A reactivação, em 1980, foi sobretudo simbólica, mas desde aí a linha e a própria frota têm sido progressivamente recuperadas, havendo planos para manter o trajecto activo o ano inteiro e não apenas de sexta a domingo durante o Verão, como actualmente sucede. É de novo um meio útil de chegar à praia, numa época em que os transportes públicos voltam a estar de moda. Mas o eléctrico é também e cada vez mais um fim em si, em que o que conta não é tanto chegar, mas a experiência de viver hora e meia (ida e volta) sobre carris, ao mesmo tempo que se assiste ao filme turístico que vai sendo rodado em tempo real sobre a serra de Sintra.
Valdemar Alves é co-autor (com Júlio Cardoso) do ensaio Eléctrico de Sintra, um percurso centenário e tê-lo como condutor é uma segura mais-valia.
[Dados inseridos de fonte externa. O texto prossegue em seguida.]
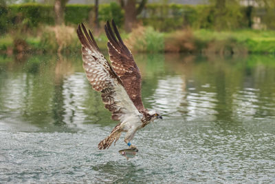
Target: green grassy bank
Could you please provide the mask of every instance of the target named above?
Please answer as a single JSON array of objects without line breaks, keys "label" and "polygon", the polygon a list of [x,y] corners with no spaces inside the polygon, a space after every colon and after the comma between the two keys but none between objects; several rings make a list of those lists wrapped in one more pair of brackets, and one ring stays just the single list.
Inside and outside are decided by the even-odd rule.
[{"label": "green grassy bank", "polygon": [[[2,53],[79,52],[76,28],[47,26],[32,34],[6,34],[0,37]],[[275,54],[275,31],[242,30],[216,32],[185,29],[160,32],[151,27],[139,27],[122,37],[133,52],[188,52],[218,54],[247,53]],[[107,49],[107,39],[103,30],[95,34],[99,47]]]}]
Cada estação, cada curva da linha serve de pretexto para rebobinar um pedaço de história do eléctrico e, na verdade, de toda uma cultura do idílio sintrense que tende ou já desapareceu do mapa. Como a esplêndida Quinta do Cosmo, de que há registo desde a Idade Média e chegou a ser uma das principais produtoras do famoso vinho de Colares, mais recentemente retalhada e dividida entre a ruína e a construção de anónimos condomínios fechados. Nem todas as estórias dos eléctricos de Sintra são, porém, deprimentes e uma das mais populares é a de uma fita de cowboys na Colares nos anos 60: parte das rodagens envolviam uma emboscada de índios ao eléctrico, mas ninguém avisou o guardafreio de que iria ser atacado por peles vermelhas, o que o levou a abandonar o eléctrico em pânico.
A serra com outros olhos
A excursão da Ciência Viva corresponde a um emprego alternativo da linha Sintra-Praia das Maçãs, que por um lado vem consagrar e por outro questionar os clichés da paisagem. As três biólogas convertidas em guias estão numa missão em prol da biodiversidade, que passa por enaltecer o valioso mosaico de habitats escalonados entre a serra e o mar.
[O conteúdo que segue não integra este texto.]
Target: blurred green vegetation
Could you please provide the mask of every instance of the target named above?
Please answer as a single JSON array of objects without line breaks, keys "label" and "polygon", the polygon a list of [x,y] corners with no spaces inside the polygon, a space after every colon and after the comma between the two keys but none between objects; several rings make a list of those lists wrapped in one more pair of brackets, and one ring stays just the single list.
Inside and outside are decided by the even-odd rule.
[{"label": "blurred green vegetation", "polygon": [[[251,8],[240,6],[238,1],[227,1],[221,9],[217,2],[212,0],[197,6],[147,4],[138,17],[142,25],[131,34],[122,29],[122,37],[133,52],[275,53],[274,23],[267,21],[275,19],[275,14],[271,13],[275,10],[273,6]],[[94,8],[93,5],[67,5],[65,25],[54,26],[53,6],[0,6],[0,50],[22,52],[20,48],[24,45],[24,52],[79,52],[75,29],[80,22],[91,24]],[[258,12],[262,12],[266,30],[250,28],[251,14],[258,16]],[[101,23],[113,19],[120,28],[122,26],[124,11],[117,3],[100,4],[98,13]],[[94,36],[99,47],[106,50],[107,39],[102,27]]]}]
É o ramalhete excepcional de características mediterrânicas, atlânticas e macaronésicas da vegetação serrana, onde se contam 900 espécies de flora autóctones, dez por cento dos quais são endemismos. Mas são também as 200 espécies de vertebrados, incluindo 33 mamíferos, mais de 160 aves, 12 anfíbios, 20 répteis e nove peixes de água doce. A boa notícia é que todas estas maravilhas naturais ainda se podem divisar no parque de Sintra. A menos boa, ou mesmo alarmante, é que em boa parte dos casos a sua conservação está por um fio.
É o próprio guarda-freio que aponta uma das principais raízes do problema, o tristemente célebre incêndio de 1966. O problema não terá sido tanto o mal, mas a cura então adoptada: a introdução de espécies exóticas, como as acácias, que rapidamente progrediram, pondo em sério risco a flora autóctone. A lembrança do incêndio leva, entretanto, uma das biólogas a pôr em causa alguns dos lugares comuns que fazem a fama de Sintra.
O parque de Monserrate, com as suas 2500 espécies botânicas oriundas dos cinco continentes, é certamente um dos ex-líbris da Sintra romântica. Mas foi justamente a sua conversão em jardim botânico por Francis Cook, em meados do século XIX, que levou à introdução de acácias e doutras espécies exóticas-infestantes na serra de Sintra. Foram, por sinal, também plantadas quase na mesma altura por D. Fernando II no parque da Pena.